[gpaw-users] [CSC #180899] jobs hang

Tue Jun 21 11:09:04 CEST 2016

Hi Ask and Martii,

Thanks a lot for your kind support and troubleshooting. It was indeed a complicated issue to troubleshoot, at least 
at my level. :) It runs normally by just exporting MKL_CBWR=SSE2.

Martti, As newer version of GPAW (gpaw-1.0.0) is available, It would very nice if you compile it over taito and sisu.

Best regards,
Rizwan
________________________________________
From: Martti Louhivuori via RT [research-support at csc.fi]
Sent: Monday, June 20, 2016 2:22 PM
To: Ahmed Rizwan
Subject: [CSC #180899] jobs hang

Hi Ask,

Yes, that was indeed my intention... :)

No worries, though. Rizwan should have received both e-mails, but our ticketing system seems to separate the replies to each recipient... sorry for the confusion!

BR,
Martti

On Mon Jun 20 13:41:10 2016, asklarsen at gmail.com wrote:
> (Did you mean to CC Rizwan in the two e-mails here?  I will send a
> reply to both of you later.)
>
> 2016-06-20 12:32 GMT+02:00 Martti Louhivuori via RT <research-
> support at csc.fi>:
> > Hi!
> >
> > It seems that numerical precision is indeed the root of the problem.
> > By instructing MKL to make sure that all cores get exactly the same
> > results (so no rounding off differencies due to floating point
> > arithmetics), the run finishes without a problem.
> >
> > So, the only thing one needs to change is to add the following line
> > into the SLURM job script (script.sh) after loading the GPAW module:
> >
> > export MKL_CBWR=SSE2
> >
> > Not an ideal solution (you'll loose some performance), but at least
> > it by-passes the issue.
> >
> > Ask: Could it be that the algorithms involved are so numerically
> > fragile (or that numerical imprecision builds up over time) that once
> > in a while one just hits a "bad spot" and GPAW dies silently?
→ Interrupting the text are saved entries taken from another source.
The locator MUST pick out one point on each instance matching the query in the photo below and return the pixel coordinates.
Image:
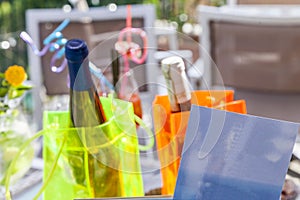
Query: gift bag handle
(150, 134)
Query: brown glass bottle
(179, 93)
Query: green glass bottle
(86, 111)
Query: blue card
(233, 156)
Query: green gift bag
(89, 162)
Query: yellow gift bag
(89, 162)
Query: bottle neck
(80, 78)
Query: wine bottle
(86, 111)
(85, 106)
(179, 93)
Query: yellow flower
(15, 75)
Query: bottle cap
(76, 50)
(173, 61)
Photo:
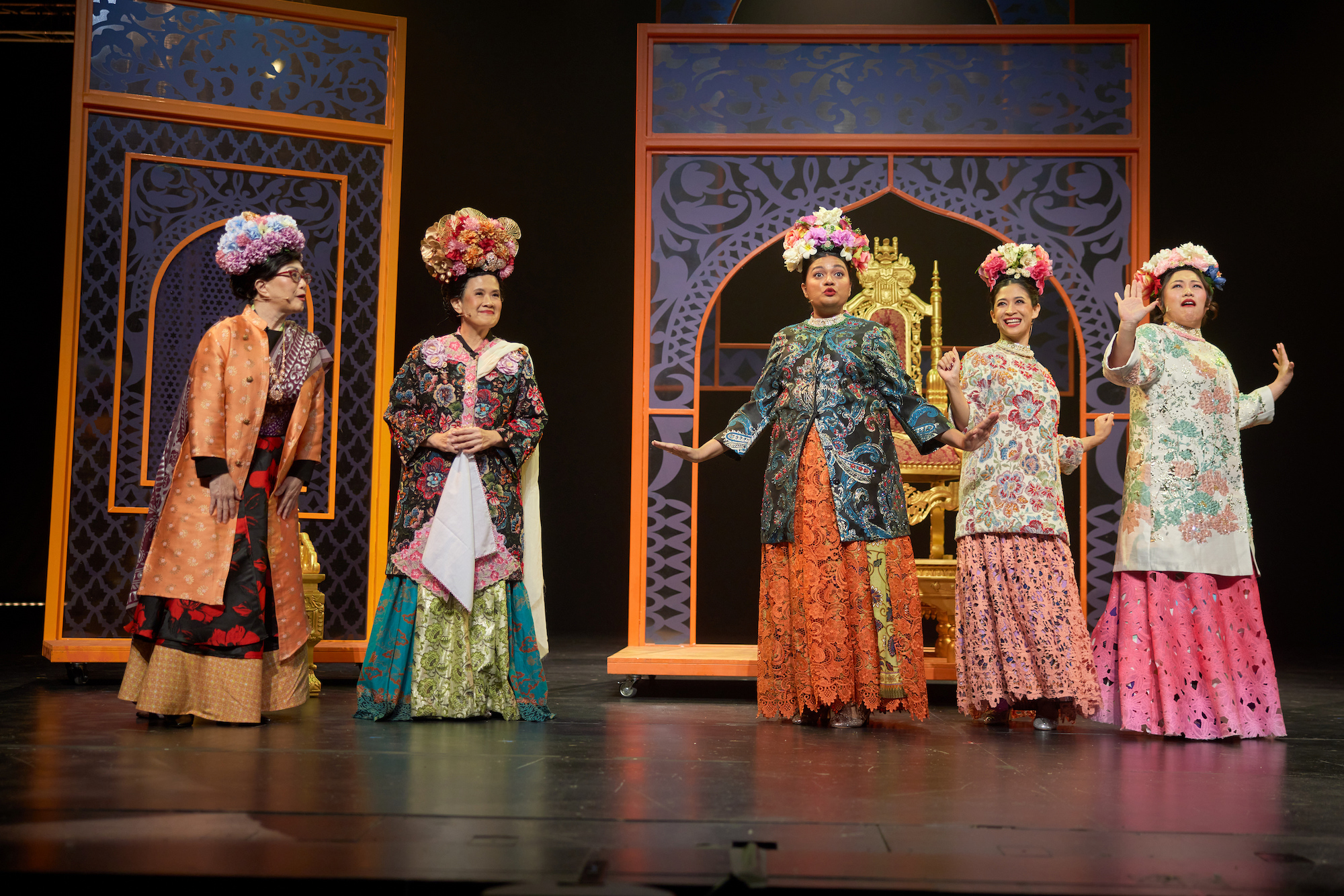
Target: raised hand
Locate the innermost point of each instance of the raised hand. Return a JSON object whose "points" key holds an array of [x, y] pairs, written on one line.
{"points": [[1286, 371], [712, 449], [1132, 308], [950, 367]]}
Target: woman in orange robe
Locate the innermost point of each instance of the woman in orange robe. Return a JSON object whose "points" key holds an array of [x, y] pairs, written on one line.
{"points": [[839, 627], [218, 625]]}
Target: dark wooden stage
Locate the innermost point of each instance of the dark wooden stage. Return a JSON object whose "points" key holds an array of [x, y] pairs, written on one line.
{"points": [[661, 788]]}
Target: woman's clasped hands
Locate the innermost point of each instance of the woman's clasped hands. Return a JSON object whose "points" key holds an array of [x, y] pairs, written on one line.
{"points": [[464, 440]]}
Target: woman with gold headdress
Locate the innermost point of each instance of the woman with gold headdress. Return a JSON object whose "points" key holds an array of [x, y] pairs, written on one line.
{"points": [[839, 625], [218, 625], [460, 629]]}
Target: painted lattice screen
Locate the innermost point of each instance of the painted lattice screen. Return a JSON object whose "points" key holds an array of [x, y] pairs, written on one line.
{"points": [[183, 118], [1033, 135]]}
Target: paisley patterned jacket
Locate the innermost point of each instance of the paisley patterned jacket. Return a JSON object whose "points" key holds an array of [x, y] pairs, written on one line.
{"points": [[429, 397], [842, 375]]}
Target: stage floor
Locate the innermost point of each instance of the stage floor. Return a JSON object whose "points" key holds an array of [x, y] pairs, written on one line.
{"points": [[661, 787]]}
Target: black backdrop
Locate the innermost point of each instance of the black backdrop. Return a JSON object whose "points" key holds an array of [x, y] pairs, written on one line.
{"points": [[1241, 126]]}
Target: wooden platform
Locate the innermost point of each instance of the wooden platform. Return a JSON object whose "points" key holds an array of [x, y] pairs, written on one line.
{"points": [[725, 660], [116, 651]]}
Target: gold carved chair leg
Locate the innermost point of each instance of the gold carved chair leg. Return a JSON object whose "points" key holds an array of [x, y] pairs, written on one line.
{"points": [[315, 605]]}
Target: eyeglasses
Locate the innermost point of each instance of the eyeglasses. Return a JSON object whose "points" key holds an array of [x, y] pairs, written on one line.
{"points": [[296, 277]]}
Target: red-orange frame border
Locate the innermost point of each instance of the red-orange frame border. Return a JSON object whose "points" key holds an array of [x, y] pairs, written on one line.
{"points": [[154, 298], [1134, 148], [388, 135]]}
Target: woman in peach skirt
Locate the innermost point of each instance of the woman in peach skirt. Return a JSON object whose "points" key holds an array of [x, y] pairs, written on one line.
{"points": [[839, 627], [1022, 637]]}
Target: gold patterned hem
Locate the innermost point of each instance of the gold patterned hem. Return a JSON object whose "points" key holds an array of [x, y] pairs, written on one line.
{"points": [[175, 683]]}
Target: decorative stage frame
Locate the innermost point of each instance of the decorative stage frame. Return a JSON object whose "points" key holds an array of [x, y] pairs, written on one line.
{"points": [[1033, 134], [182, 116]]}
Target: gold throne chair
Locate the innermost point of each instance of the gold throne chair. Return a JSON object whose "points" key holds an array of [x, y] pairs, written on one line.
{"points": [[886, 299]]}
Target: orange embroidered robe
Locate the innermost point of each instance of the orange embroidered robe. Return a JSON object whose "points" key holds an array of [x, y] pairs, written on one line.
{"points": [[189, 558]]}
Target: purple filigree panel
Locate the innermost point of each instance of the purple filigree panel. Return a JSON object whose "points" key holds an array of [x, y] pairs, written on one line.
{"points": [[890, 89], [101, 549], [667, 611], [169, 202], [1080, 210], [709, 214], [235, 60]]}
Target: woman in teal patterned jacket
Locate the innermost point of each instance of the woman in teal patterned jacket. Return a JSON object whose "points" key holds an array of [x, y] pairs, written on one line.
{"points": [[839, 627]]}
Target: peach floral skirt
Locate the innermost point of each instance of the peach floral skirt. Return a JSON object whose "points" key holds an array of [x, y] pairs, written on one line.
{"points": [[841, 621], [1021, 629]]}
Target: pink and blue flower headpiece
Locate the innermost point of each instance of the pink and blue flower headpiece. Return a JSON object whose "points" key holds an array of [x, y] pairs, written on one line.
{"points": [[826, 232], [1017, 260], [1185, 256], [251, 240]]}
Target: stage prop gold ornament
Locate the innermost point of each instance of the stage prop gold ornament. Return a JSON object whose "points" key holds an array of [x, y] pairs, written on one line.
{"points": [[315, 605], [888, 299]]}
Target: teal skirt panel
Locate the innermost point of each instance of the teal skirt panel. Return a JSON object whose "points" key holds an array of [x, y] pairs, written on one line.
{"points": [[385, 683]]}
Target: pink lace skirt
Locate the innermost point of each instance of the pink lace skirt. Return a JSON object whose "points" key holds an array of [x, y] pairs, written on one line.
{"points": [[1021, 629], [1185, 654]]}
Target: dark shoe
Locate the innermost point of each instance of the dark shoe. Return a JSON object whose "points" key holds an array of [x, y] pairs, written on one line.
{"points": [[850, 717]]}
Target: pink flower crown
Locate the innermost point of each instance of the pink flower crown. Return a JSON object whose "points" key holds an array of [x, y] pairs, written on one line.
{"points": [[826, 232], [1185, 256], [1017, 260], [251, 240], [470, 241]]}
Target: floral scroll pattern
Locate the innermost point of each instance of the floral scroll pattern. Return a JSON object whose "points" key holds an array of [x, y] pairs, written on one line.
{"points": [[233, 60], [890, 89]]}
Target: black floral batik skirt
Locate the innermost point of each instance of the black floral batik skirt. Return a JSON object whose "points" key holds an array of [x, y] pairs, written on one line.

Not an
> > easy issue to debug, but it would be good for GPAW to gracefully
> > handle such a situation... :)
> >
> > Best regards,
> > Martti
> >
> >
> > On Mon Jun 20 11:46:12 2016, louhivuo at csc.fi wrote:
> >> Dear Rizwan and Ask,
> >>
> >> I sincerely doubt this is an MPI (/installation) issue... at least
> >> in
> >> any kind of straightforward way. :) No MPI errors that would explain
> >> the issue are seen even when turning on MPI debugging
> >> (I_MPI_DEBUG=5).
> >>
> >> It seems that it stalls on Taito when using multiple cores
> >> regardless
> >> of whether they are in one node or multiple nodes. Depending on the
> >> exact setup (no. of cores, whether I_MPI_DEBUG is set etc.), it
> >> hangs
> >> at different iterations, but always on the same spot (i.e. after
> >> reporting the Dipole Moment).
> >>
> >> On Sisu (our Cray XC30), the same run finishes without a problem.
> >> Since no other user has encountered any problems on Taito (as fas as
> >> we can tell), I'm inclined to think that this may be a subtle
> >> numerical issue (Ask: akin to the Atom mismatch issue Jussi has been
> >> trying to address for some years now).
> >>
> >> For the record, on Taito the libraries used are IntelMPI 4.1.0 and
> >> IntelMKL 11.0.2, while on Sisu they are Cray-mpich 7.3.3 and Cray-
> >> libsci 16.03.1.
> >>
> >> I'll test my hypothesis about numerical stability and get back to
> >> you
> >> soonest.
> >>
> >> Best regards,
> >> Martti
> >>
> >>
> >> On Thu Jun 16 21:13:20 2016, asklarsen at gmail.com wrote:
> >> > Hi Ahmed
> >> >
> >> > If it occurs with multiple /nodes/ but not with multiple cores
> >> > within
> >> > only /one/ node, then we are practically certain that it is an
> >> > MPI/compiler problem.
> >> >
> >> > Right now I understand that it occurs in parallel (whether it runs
> >> > within a single or multiple nodes), but not in serial.  But that
> >> > could
> >> > still be a problem with the code and not MPI.  (Although the
> >> > problem
> >> > is so obscure and apparently platform specific that the first
> >> > explanation is much more likely.)
> >> >
> >> > Best regards
> >> > Ask
> >
> >
> >